Il Pescato Locale Calabrese si conferma a tutti gli effetti come un elemento identitario tra i più importanti e persistenti della Calabria, sia per le specie ittiche catturate (Pesce Spada, Tonno, Pesce Azzurro, Crostacei…), con relative specifiche tecniche e attrezzature, sia per le culture artigiane e gastronomiche che ne sono derivate. Si pensi alla mitica “Sardella” o “Rosamarina”, o alle varie usanze di conservazione del tonno, o ai piatti che hanno come ingrediente il Pesce Spada, o alle varie zuppe (‘u Quadaru crotonese, ad esempio) che esaltano una varietà di pesci solo apparentemente di “seconda scelta”, oppure all’ampia e articolata proposta che coinvolge il pesce azzurro, con in testa le alici e le sarde, sia per quanto concerne le tecniche di conservazione (sale, peperoncino, olio…) sia le tante diverse pietanze della tradizione. Saperi, sapori e profumi fortunatamente ancora intatti, autentici e riproducibili, tanto da poter diventare sia elemento primario di stili di vita a misura d’uomo sia potente attrattore turistico.

Eccoli quindi gli evidenti vantaggi economico-sociali connessi alla massima valorizzazione e promozione del pescato locale calabrese: difesa e potenziamento delle realtà produttive esistenti, rappresentate spesso da aziende familiari o da positivi esempi di cooperazione in un Mezzogiorno caratterizzato da perduranti forme di individualismo; sostegno alla cucina identitaria basata su materia prima d’eccellenza e intesa anche come arricchimento di ogni tipo di offerta turistica; rafforzamento delle aziende di trasformazione, dalle più grandi alle più piccole; incentivo alla realizzazione di percorsi turistici ad hoc (tonnare, esperienze dirette sulle diverse tipologie di barche, diporto…) e di strutture museali, emulando la realtà dei più numerosi presìdi della civiltà contadina sparsi su tutto il territorio regionale; recupero della nobile tradizione della costruzione artigiana di barche da pesca, grazie ai mitici maestri d’ascia.
Da non sottovalutare, infine, la strettissima connessione che esiste fra la massima valorizzazione e promozione del pescato locale calabrese quale elemento costitutivo di un’alimentazione sana ed equilibrata e la Dieta Mediterranea che ha ottenuto, proprio dieci anni fa, il prestigioso riconoscimento Unesco quale bene immateriale dell’umanità.

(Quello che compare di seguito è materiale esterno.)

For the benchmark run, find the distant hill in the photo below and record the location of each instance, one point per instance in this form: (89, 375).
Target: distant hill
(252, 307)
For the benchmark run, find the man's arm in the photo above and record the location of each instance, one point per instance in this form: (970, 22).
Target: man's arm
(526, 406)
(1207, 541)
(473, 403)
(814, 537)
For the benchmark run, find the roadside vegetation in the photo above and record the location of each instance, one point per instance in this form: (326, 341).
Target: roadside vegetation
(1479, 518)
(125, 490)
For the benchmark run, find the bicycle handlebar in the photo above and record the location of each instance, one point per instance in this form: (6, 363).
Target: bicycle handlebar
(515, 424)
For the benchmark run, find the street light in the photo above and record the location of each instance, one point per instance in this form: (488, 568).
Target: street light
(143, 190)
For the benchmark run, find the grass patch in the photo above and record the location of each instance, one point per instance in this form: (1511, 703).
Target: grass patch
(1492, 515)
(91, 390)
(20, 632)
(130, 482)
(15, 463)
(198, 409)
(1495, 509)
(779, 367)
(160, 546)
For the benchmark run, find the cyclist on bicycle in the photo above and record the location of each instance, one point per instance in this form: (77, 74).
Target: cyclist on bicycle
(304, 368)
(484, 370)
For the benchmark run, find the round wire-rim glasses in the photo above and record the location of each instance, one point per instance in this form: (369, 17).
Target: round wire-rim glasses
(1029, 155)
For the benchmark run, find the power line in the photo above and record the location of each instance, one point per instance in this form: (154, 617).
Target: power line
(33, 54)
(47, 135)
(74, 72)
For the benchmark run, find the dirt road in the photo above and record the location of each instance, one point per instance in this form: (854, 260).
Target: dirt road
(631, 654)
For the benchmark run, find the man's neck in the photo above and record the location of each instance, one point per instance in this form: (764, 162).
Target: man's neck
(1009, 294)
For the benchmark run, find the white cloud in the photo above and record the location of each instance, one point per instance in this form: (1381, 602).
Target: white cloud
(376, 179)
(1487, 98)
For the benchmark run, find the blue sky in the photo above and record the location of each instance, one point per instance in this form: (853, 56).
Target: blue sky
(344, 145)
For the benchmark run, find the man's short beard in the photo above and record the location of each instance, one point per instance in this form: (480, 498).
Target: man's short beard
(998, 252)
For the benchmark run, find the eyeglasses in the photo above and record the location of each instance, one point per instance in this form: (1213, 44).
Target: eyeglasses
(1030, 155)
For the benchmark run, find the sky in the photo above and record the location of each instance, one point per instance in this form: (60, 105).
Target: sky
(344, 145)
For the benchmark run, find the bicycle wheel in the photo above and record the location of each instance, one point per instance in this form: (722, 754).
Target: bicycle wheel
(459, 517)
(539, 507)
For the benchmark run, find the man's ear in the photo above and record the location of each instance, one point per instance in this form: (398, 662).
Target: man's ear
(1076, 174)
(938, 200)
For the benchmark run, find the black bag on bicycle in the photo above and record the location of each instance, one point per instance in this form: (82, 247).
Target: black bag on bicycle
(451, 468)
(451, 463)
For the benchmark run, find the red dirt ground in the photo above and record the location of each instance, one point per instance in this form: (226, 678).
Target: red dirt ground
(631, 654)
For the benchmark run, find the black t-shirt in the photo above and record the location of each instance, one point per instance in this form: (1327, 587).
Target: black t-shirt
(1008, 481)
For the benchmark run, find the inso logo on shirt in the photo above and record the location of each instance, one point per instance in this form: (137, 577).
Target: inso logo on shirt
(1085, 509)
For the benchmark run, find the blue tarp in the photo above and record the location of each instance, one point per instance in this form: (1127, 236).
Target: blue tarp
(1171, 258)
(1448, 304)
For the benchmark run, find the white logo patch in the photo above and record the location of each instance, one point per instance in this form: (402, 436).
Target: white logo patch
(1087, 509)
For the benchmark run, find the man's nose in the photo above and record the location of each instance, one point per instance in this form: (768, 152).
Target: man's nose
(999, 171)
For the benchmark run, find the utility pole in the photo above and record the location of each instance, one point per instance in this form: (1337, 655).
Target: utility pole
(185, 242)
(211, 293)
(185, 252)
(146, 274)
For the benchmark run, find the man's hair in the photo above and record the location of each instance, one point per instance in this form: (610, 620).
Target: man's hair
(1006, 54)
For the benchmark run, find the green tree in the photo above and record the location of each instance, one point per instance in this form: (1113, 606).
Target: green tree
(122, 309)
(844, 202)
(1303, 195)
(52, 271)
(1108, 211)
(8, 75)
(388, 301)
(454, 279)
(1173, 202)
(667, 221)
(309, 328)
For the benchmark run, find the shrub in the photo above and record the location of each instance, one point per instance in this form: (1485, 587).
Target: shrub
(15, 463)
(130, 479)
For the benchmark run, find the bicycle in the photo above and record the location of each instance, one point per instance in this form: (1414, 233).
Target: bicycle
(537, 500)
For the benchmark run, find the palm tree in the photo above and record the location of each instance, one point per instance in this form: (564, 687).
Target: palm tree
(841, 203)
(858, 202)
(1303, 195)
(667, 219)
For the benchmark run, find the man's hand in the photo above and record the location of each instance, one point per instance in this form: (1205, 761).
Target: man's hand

È risaputo, ad esempio, come il pesce azzurro (alici, sgombri, sarde…) sia una fonte eccellente di Omega 3, acidi grassi polinsaturi essenziali, che contribuiscono a costruire un’alimentazione bilanciata, salutistica, equilibrata.
Valorizzare e promuovere adeguatamente il Pescato Locale Calabrese non può che avere effetti benefici su tutto il territorio regionale.

Su questi capisaldi si fonda la campagna promozionale della Regione Calabria denominata “CALABRIA, Un mare di pesci da gustare. Tra identità, economia e dieta mediterranea”.